Her smile is warm, and soft, and full of understanding that only makes Sefa blush more. “Of course, Sefa. And I think—you might call me Gwen. It's not a name I hear enough, these days.”

It's not what she's been trained to do, but the queen—Gwen—has asked it of her, and Sefa is discovering that she would do a great deal to make Gwen happy. “I'll begin preparing your bath, Gwen,” she says, and leaves.

*

Sefa watches, after that. She doesn't spy, doesn't arrive earlier in the mornings to catch any more knights leaving the royal bedchambers even if she wonders how often it happens when it isn't a feast day, but when she's waiting on Gwen during audiences, she keeps her eyes on the knights, and the same at feasts, or when there are visitors.

What she learns (and it's no surprise) is that everyone loves the king and queen, but especially the knights. Each of them, each one who has earned his place at the Round Table, looks on them with not just loyalty or friendship but a special kind of warmth as well, one that radiates out between all of them but is especially focused on King Arthur and Gwen. Sefa doesn't think they're all _in_ love with them, she's from the country but she's not an innocent, and the gossip about Sir Gwaine and Sir Elyan is a little freer than the gossip about what happens on the Round Table the nights of holy days. They do love each other, though, in a steady, fierce way that has made Camelot into Albion.

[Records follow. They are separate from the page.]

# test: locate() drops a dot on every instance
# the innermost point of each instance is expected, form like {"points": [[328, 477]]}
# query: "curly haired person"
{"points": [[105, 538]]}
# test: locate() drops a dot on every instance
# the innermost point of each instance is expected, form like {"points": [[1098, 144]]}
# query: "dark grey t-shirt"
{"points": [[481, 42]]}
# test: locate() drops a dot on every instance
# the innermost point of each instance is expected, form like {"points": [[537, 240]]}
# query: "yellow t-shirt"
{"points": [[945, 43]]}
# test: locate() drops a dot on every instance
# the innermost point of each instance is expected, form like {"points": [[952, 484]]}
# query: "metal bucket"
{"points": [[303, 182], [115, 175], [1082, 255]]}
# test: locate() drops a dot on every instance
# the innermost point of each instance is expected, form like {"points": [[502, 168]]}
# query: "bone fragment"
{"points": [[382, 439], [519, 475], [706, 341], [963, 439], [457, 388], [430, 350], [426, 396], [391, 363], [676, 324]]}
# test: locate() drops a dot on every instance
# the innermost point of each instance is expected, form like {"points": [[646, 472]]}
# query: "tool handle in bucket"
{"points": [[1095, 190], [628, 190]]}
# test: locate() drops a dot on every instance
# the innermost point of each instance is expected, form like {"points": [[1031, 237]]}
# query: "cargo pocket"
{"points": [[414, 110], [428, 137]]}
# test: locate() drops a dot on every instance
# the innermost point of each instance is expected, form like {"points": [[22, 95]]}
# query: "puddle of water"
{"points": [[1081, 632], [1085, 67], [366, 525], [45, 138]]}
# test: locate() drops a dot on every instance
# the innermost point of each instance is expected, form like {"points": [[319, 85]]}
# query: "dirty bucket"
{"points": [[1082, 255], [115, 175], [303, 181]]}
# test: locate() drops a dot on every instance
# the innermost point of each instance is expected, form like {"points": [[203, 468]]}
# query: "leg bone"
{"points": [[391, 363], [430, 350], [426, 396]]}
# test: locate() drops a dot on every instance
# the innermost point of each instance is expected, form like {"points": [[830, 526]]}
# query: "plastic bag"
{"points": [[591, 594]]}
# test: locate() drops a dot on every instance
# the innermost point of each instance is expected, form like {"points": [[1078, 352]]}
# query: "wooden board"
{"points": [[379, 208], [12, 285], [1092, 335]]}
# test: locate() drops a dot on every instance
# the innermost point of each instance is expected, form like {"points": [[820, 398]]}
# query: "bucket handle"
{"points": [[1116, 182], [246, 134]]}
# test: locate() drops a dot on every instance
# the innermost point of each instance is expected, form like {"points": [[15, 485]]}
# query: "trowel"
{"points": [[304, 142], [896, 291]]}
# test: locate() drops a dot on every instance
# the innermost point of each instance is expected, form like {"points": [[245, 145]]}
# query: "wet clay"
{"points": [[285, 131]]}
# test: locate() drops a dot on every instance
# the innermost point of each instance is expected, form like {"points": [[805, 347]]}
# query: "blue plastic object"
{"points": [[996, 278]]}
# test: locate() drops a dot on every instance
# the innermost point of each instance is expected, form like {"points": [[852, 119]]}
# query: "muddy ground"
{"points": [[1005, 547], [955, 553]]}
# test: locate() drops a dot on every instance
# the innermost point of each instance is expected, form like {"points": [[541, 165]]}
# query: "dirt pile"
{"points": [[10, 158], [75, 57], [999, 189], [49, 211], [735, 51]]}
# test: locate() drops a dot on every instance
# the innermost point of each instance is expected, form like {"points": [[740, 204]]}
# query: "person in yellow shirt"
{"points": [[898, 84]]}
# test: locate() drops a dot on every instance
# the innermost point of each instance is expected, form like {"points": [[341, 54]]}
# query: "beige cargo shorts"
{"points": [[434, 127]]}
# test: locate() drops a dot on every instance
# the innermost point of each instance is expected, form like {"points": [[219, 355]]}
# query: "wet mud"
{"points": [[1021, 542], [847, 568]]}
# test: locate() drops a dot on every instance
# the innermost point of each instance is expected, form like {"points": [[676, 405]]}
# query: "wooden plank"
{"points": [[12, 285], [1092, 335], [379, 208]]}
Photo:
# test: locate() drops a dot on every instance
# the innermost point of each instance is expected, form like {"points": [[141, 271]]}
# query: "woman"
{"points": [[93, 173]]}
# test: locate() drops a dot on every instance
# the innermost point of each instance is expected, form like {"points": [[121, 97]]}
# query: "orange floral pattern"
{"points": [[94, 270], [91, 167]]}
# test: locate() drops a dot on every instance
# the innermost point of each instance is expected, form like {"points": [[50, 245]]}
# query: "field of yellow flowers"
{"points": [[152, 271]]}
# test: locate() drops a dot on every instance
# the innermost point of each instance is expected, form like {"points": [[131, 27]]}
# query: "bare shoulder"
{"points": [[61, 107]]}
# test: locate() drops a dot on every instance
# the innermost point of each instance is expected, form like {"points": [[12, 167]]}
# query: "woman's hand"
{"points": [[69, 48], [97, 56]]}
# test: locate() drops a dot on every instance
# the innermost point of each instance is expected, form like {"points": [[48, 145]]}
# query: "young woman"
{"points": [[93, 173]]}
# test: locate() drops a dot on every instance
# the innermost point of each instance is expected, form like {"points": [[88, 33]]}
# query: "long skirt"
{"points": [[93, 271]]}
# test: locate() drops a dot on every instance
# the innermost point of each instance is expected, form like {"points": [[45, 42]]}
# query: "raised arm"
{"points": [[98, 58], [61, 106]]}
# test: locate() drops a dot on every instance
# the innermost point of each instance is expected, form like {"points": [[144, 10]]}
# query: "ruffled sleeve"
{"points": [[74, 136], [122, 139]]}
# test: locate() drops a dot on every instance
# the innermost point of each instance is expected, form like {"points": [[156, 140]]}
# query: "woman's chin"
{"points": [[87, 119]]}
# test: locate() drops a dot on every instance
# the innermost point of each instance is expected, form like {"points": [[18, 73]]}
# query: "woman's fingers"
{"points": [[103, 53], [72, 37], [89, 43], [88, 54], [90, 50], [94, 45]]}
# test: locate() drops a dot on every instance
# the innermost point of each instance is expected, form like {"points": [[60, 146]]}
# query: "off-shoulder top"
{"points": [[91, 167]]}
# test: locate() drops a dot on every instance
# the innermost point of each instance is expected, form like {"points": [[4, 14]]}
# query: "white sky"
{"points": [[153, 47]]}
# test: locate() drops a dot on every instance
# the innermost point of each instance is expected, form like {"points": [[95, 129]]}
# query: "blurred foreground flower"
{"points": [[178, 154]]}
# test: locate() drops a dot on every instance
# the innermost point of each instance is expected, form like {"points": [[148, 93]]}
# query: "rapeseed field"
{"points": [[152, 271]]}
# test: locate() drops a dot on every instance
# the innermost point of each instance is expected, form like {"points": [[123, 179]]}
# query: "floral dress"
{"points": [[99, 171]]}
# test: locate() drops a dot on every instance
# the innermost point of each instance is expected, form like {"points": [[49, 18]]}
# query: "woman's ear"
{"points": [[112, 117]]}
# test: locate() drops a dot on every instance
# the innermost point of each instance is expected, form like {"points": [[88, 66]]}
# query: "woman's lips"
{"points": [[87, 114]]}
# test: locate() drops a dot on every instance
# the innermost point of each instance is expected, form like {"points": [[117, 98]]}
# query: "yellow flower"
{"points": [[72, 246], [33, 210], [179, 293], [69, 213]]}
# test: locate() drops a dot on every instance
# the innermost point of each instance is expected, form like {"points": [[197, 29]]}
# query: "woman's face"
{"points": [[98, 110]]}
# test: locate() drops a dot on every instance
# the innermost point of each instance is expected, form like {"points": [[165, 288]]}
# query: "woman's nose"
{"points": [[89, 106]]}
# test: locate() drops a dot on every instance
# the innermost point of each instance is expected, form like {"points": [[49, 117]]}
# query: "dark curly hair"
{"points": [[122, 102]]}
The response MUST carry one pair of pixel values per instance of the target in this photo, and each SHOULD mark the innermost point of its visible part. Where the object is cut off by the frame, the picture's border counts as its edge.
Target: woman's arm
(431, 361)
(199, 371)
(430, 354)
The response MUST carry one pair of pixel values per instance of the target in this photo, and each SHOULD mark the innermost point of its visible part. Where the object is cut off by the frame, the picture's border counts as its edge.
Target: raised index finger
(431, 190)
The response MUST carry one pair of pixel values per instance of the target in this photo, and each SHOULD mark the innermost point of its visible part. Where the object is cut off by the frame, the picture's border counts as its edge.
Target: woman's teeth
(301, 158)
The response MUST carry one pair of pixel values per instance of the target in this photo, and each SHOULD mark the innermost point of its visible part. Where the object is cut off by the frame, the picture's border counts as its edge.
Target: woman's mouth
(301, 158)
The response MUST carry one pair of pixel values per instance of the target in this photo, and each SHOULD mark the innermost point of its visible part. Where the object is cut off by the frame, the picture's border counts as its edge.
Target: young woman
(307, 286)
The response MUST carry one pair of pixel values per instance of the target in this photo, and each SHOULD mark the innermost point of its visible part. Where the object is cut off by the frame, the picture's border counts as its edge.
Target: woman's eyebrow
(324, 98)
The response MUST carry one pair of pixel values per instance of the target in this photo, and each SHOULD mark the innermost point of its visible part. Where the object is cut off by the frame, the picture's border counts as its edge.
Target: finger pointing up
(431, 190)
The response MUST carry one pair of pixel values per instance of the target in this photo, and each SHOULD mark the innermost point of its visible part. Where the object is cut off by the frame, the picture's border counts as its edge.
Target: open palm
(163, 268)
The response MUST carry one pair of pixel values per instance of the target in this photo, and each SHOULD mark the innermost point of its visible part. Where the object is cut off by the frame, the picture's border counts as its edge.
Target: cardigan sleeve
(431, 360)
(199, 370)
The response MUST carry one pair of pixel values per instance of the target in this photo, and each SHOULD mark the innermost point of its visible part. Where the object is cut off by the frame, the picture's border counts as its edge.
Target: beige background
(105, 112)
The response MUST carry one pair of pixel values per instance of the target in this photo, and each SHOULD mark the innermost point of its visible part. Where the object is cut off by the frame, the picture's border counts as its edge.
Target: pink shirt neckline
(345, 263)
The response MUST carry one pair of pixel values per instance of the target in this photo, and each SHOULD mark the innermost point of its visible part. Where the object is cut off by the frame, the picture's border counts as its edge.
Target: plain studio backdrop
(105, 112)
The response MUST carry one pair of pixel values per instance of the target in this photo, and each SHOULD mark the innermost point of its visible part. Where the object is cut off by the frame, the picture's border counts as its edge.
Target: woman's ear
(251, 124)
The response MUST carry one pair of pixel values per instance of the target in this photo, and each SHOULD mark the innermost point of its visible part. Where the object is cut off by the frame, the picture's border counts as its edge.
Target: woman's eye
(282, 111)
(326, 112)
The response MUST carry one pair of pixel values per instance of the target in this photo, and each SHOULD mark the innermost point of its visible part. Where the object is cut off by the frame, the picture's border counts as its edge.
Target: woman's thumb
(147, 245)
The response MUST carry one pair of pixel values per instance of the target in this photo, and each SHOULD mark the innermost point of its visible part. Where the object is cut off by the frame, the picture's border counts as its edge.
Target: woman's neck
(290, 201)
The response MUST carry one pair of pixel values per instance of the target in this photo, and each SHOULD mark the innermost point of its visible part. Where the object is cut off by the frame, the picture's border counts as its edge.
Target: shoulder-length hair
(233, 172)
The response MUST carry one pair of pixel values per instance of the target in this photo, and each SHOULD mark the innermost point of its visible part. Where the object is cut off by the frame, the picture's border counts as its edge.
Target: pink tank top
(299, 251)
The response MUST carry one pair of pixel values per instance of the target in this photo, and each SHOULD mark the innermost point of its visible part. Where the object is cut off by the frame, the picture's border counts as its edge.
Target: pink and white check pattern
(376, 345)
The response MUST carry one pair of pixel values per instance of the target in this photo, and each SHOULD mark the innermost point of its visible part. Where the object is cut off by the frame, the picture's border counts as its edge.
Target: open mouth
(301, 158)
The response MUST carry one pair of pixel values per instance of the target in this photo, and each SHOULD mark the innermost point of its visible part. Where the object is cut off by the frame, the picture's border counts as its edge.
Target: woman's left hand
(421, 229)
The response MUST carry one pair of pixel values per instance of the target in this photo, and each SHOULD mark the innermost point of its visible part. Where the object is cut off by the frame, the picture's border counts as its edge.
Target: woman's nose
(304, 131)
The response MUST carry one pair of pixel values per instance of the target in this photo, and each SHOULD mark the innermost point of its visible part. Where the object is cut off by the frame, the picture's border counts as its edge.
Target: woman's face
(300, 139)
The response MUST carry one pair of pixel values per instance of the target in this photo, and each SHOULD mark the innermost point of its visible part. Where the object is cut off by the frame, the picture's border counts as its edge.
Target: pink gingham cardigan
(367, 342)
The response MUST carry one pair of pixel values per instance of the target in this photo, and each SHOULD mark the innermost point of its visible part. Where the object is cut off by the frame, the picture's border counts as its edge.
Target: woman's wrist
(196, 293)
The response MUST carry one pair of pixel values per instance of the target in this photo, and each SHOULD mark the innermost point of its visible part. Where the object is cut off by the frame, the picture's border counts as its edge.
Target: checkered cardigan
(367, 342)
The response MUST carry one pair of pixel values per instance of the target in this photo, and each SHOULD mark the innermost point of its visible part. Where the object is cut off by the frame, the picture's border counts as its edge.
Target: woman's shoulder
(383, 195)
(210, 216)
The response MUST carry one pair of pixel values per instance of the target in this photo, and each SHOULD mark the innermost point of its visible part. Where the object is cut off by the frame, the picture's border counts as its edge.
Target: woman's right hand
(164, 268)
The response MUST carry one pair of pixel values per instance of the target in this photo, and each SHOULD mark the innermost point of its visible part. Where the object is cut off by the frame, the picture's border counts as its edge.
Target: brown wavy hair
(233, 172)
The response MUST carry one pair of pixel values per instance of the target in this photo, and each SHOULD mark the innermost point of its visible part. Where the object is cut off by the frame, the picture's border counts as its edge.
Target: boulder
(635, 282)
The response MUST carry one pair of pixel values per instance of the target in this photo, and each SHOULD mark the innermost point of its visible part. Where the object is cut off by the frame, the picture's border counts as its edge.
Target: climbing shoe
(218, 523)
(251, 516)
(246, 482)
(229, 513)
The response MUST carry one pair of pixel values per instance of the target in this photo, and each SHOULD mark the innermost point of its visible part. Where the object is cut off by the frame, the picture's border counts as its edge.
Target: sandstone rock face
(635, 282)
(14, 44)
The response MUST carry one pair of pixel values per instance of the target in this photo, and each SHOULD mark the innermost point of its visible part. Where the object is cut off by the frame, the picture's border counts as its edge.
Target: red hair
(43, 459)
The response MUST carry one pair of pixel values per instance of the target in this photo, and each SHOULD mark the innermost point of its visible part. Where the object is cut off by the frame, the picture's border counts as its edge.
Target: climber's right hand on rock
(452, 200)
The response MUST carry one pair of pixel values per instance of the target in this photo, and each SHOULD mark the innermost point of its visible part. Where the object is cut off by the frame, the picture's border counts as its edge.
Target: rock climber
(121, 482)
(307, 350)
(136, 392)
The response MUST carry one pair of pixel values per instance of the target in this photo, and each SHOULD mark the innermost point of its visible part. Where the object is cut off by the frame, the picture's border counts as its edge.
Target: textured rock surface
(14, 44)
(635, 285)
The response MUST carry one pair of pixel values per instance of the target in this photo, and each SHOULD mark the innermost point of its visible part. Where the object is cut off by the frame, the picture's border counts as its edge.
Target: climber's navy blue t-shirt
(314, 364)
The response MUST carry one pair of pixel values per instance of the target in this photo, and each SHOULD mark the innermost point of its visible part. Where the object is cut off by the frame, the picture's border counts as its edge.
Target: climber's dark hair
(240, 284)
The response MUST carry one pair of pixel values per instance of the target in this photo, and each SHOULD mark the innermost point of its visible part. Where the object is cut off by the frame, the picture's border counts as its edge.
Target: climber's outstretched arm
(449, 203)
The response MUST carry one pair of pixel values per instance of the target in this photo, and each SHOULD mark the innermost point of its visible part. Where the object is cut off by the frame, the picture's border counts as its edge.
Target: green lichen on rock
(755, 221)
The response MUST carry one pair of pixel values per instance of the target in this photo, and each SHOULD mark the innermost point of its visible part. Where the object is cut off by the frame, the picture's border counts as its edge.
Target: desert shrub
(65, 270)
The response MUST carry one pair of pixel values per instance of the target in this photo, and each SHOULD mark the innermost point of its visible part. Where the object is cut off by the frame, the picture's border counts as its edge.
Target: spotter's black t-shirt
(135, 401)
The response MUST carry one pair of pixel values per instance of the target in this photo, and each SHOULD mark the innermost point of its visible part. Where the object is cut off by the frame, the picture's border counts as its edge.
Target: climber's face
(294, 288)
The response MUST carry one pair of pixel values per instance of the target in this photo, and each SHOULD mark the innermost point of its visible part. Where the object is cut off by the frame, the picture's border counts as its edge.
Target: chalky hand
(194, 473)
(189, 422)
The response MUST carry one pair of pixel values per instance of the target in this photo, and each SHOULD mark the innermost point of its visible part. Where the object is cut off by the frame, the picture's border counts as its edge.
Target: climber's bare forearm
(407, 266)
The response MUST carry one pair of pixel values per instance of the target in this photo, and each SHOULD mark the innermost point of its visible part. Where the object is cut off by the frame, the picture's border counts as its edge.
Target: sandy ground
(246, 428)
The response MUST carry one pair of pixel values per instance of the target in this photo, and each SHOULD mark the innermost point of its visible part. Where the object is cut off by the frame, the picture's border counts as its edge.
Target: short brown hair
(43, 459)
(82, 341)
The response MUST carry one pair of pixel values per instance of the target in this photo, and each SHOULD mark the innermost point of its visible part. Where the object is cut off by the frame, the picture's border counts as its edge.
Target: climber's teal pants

She watches Merlin, too. He isn't a knight, though she doesn't know why when he can defend himself better than anyone, but he's part of their circle. He loves Gwen and King Arthur as well, and he's so familiar with both of them. Sometimes, Sefa will come into the royal chambers in an afternoon and find Merlin there, laughing with the king over something, or arguing with the exact same amount of affection. Sometimes, she'll come in and find he and Gwen bent over papers on the table. Once, all three of them were there, and glad to welcome Sefa so she could do her chores, and she looked up once to find Merlin lifting something absently with magic to look at it better, and Gwen and King Arthur looking at him with so much wonder and sadness in their eyes that she suddenly felt as though she was intruding.

Now that she's watching, she comes to recognize the nights when there are more than two people in the king and queen's bed. She's rarely dismissed early on those nights (the knights and Merlin are all too discreet to come while she might still be there), but there's a certain feeling in the air. King Arthur will often come home earlier than usual, and sit at his table while Gwen concludes her business or talks to Sefa or lets Sefa get her into a nightgown.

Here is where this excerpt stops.